Une découverte inattendue a émergé des échantillons de l’astéroïde Ryugu, rapportés par la sonde Hayabusa 2. Un minéral inédit, djerfisherite, a été identifié, surprenant les scientifiques qui s’interrogent sur sa présence dans un environnement supposé inadapté à sa formation.
Des fragments de l’astéroïde Ryugu, un immense s Rocher spatial dont la sonde Hayabusa 2 de la JAXA a prélevé un exemplaire en 2019, révèlent la présence d’un minéral que les scientifiques n’auraient jamais pensé découvrir. Le professeur Masaaki Miyahara, qui a dirigé la recherche à l’Université de Hiroshima, a déclaré que c’était semblable à dénicher le semence d’une plante tropicale dans la glace arctique. Cette comparaison n’est pas anodine, car le minéral atypique, nommé djerfisherite, ne devrait pas exister pour des raisons de température.
En plus de l’Université de Hiroshima, des chercheurs de plusieurs autres institutions japonaises ont participé à cette passionnante découverte : la Division de Sciences de la Terre et des Planètes à l’Université de Kyoto, l’Institut national de recherche polaire de Tokyo, le Département de Géosciences de l’Université Métropolitaine d’Osaka, entre autres. Le professeur Miyahara a minutieusement analysé divers échantillons rapportés sur Terre par la sonde le 6 décembre 2020. La djerfisherite, nommée en l’honneur de l’expert américain Daniel Jerome Fisher d’Université de Chicago, a été trouvée dans un petit granule (numéro 15 du lot C0105-042) soumis à une microscopie électronique à transmission par émission de champ (FE-TEM).
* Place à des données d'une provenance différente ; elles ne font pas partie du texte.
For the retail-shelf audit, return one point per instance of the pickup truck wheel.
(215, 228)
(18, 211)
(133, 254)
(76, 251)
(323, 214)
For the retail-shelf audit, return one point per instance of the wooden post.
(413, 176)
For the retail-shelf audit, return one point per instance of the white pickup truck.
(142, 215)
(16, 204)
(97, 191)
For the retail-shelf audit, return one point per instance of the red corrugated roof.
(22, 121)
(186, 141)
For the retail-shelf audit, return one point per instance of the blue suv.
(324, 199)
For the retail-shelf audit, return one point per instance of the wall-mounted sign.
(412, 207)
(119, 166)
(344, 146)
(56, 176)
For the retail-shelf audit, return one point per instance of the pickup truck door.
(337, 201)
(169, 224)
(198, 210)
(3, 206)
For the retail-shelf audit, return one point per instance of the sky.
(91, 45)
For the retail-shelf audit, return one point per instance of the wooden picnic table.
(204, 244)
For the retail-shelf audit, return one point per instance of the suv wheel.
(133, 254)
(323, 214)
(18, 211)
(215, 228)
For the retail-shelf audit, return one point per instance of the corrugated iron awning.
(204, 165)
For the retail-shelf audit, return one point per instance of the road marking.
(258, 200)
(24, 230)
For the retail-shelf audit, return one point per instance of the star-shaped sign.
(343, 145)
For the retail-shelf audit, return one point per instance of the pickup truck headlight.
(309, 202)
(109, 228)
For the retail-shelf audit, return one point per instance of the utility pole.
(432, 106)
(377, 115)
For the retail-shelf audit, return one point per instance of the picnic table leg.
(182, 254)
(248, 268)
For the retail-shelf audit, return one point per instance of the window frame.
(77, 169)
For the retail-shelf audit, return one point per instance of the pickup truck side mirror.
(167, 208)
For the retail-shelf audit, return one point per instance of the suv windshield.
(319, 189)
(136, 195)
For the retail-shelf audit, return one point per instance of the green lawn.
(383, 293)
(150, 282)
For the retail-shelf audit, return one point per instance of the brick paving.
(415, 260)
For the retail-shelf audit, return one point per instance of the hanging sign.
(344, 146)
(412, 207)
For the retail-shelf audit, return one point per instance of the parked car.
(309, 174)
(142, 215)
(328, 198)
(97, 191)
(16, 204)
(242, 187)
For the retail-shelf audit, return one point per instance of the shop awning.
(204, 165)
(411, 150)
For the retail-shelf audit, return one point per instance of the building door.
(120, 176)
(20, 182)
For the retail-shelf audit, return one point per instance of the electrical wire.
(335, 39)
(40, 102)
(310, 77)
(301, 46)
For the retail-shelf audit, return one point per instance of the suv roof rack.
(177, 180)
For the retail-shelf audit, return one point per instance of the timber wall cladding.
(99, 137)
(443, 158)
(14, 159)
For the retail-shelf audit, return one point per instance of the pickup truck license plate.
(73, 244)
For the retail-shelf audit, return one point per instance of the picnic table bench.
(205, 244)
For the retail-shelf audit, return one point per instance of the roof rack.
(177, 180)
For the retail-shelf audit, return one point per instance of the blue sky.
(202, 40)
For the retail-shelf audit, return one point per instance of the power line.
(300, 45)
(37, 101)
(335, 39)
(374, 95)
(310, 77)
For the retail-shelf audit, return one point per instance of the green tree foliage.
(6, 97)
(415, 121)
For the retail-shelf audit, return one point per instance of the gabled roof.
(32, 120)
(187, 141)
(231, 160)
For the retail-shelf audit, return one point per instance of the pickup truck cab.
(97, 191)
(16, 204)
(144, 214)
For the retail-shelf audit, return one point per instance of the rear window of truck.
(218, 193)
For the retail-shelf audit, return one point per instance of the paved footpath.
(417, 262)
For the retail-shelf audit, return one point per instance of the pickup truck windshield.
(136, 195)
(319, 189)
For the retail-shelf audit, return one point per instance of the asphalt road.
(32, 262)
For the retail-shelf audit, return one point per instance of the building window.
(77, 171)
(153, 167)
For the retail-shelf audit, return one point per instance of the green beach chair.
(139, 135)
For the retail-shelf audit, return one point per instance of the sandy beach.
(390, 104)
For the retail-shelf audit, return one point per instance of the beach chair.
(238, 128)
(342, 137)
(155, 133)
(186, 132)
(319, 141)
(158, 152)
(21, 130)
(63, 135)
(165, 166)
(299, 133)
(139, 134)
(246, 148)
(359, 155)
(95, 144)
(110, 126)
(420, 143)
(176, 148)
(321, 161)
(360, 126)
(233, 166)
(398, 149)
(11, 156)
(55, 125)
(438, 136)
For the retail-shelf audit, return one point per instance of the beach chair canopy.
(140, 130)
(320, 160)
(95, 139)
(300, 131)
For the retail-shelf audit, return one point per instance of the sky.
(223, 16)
Crédit : Université de Hiroshima/Masaaki Miyahara
Mais pourquoi la djerfisherite ne devrait-elle pas se trouver là ? La réponse réside dans les températures. Ce minéral est un sulfure de fer et de nickel contenant potassium, généralement identifié dans un type de météorites (des fragments d’astéroïdes tombés sur Terre) appelé chondrite d’enstatite. Ce dernier est plutôt rare et date du Système solaire primordial, environ 4,6 milliards d’années en arrière. On estime qu’elles se formèrent à des températures supérieures à 350 °C. Le souci est que Ryugu n’est pas une chondrite d’enstatite, mais une chondrite CI, qui s’est constituée dans des conditions très différentes. Ryugu serait un fragment d’un corps céleste bien plus grand, dont il s’est séparé il y a longtemps. Ce corps parent aurait inclus glace d’eau, dioxyde de carbone et autres composés. On pense qu’il s’est formé dans les régions froides du Système solaire. Après quelques millions d’années, le déclin de ses éléments radioactifs aurait fait fondre la glace, donnant naissance à un environnement aquatique, mais la température n’aurait jamais franchi les 50 °C.
La composition de Ryugu, où des composés organiques comme l’uracile ont également été découverts, aurait été impactée par son exposition à cet environnement unique du corps parent. De ce fait, le minéral ne semble pas devoir y être présent. Les chercheurs estiment que des conditions similaires ne peuvent pas être associées à la formation de la djerfisherite, qui requiert des températures considérablement plus élevées. Alors, que pourrait-il s’être passé ? Selon Miyahara et ses confrères, le minéral particulier a pu arriver sur Ryugu à la suite de l’impact d’une chondrite d’enstatite, ou il pourrait s’être formé à l’intérieur de fluides contenant potassium et sulfures de fer-nickel, dans une zone spécifique du rocher spatial où, théoriquement, la température aurait pu dépasser les 350 °C. Cependant, ce ne sont que des hypothèses ; il est probable que nous ne saurons jamais comment ce minéral rare a réellement atterri sur cet immense astéroïde, d’un diamètre légèrement inférieur à 1 kilomètre. Les détails de l’étude “Djerfisherite in a Ryugu grain: A clue to localized heterogeneous conditions or material mixing in the early solar system” ont été publiés dans Meteoritics and Planetary Science.